Work In Progress Portfolio

PHO704: Sustainable Prospects

Work in Progress Portfolio: There And Back Again

This is a personal project and does not represent  work that is being made as part of the Final Major Project for the MA in photography at Falmouth University.  It was undertaken for a number of reasons :-

  • I had began to feel that I needed to take a break from my work on Hiraeth as the images being made were becoming very similar and feeling a little ‘stale’
  • I wanted to get back to using the iPhone as means of making images.
  • I wanted to ‘challenge’ myself by making new images in colour. Normally I work solely in monochrome.
  • Part of this challenge would be to make images containing people. Something that I would not normally do and usually try my best to avoid.
  • To try and put together a set of images that would combine all of the above points yet also contain a narrative.

The project I decided upon was to photograph my Monday to Friday commute between the South Wales Towns of Carmarthen and Llanelli, attempting to include elements of the infrastructure, rolling stock and passengers.

The images made are deliberately untitled, although images should have a title that gives some indication of their subject I wanted the viewer to make up their own titles for each image,

Hopefully, this has succeeded.



New possibilities of dissemination

The digital era has bought many changes to the creation, production and dissemination of photographs. The most obvious has probably been the massive increase in the speed with which an image can be created and made available to the world at large.

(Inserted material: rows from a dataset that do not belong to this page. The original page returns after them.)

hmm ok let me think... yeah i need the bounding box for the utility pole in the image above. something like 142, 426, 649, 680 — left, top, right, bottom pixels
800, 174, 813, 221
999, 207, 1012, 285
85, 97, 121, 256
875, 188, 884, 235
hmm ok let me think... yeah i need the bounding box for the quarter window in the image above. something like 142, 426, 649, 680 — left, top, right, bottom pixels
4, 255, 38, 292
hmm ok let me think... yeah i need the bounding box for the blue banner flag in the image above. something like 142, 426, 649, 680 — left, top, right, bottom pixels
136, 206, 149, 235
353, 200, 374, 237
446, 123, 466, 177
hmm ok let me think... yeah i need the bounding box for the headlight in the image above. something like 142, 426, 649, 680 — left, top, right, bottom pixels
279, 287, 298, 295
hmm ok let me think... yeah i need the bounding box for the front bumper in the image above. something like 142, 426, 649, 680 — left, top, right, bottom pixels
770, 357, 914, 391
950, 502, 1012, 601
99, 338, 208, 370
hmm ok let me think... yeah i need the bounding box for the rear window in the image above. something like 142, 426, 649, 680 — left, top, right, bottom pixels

The main way in which I choose to disseminate those images that I find interesting is via Facebook, usually to one or two groups to which I belong and on my timeline. Other methods of (digital) dissemination include Instagram, Twitter, Tumblr, Snapchat (much used by the pupils in the school where I work) and several others. One of the most useful to me is the Lensculture website – its a great source of inspiration. In addition to the Social Media sites the Web based sites are also plentiful and, with the advent of sites such as WordPress, Squarespace and Smug Mug (where no knowledge of HTML is required) the ability to create a revenue earning site as become something almost any member of the public can do. A great problem though is the ability to retain control over your image and the way in which it can be used, something which requires a great deal of time and research into the licencing of images before I even think about making use of.

Despite the ease with with digital images can be disseminated and made available for public viewing via the Internet and Social media the older methods are still very much in evidence around us – Galleries are still plentiful and making work available.

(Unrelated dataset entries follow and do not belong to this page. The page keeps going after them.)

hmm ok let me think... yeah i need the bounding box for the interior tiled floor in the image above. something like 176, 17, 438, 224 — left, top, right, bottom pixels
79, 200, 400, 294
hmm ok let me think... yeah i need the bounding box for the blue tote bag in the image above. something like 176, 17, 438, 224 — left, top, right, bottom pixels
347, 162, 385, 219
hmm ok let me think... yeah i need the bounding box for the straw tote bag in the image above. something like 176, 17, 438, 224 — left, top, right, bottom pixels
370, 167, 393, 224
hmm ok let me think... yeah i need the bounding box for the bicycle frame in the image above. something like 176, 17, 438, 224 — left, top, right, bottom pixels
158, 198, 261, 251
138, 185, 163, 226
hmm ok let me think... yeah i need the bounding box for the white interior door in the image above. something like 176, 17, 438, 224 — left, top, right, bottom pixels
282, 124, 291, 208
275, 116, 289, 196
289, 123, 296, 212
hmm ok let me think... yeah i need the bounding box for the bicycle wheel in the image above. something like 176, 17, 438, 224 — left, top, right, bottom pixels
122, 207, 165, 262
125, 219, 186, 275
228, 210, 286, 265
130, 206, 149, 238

It may also be possible to work at a more local level – offering images on a sale or return basis to Cafes, restaurants and pubs may be something that will be worth looking at in the future.


How has digital changed the production of photography?

The advent of digital has moved the emphasis away from the type equipment of equipment that you have and how you use it (hardware) towards the software that you use. It has enabled photography to become a ‘real time’ activity with work being created and made available almost immediately. Where this immediacy as become most welcome is probably in the field of ‘news gathering’ where its possible to shoot an image and have it in the paper / on the TV news within minutes of it being taken. It has also made photography much more democratic – everyone is a photographer now because everyone has a camera equipped mobile phone. However, there is a serious ‘downside’ to this – its very easy to place a digital image on the Internet or Social Media but almost impossible to delete or rescind the image. It means that we have to be very careful about what sort of digital footprints we leave behind us, particulary if we are seeking a career in photography.

Probably the greatest change that I have noticed is within the Camera Club environment where there is now a great emphasis on producing the ‘perfect’ image, it has now become routine to shoot an image with the attitude of ‘do it now, fix the mistakes later’ using Lightroom and Photoshop (and the alternatives). For myself, I still prefer to try and make as much of the image ‘In Camera’ as possible, still persisting in using Graduated filters, ND filters and the traditional coloured filters for monochrome work.

There are great advantages to the use of digital but it seems to be as if so much has been lost,  from the thoughtful approach to making an image, to the sometimes arcane knowledge that went with using the film based SLR, although much of this also applies to the DSLR camera.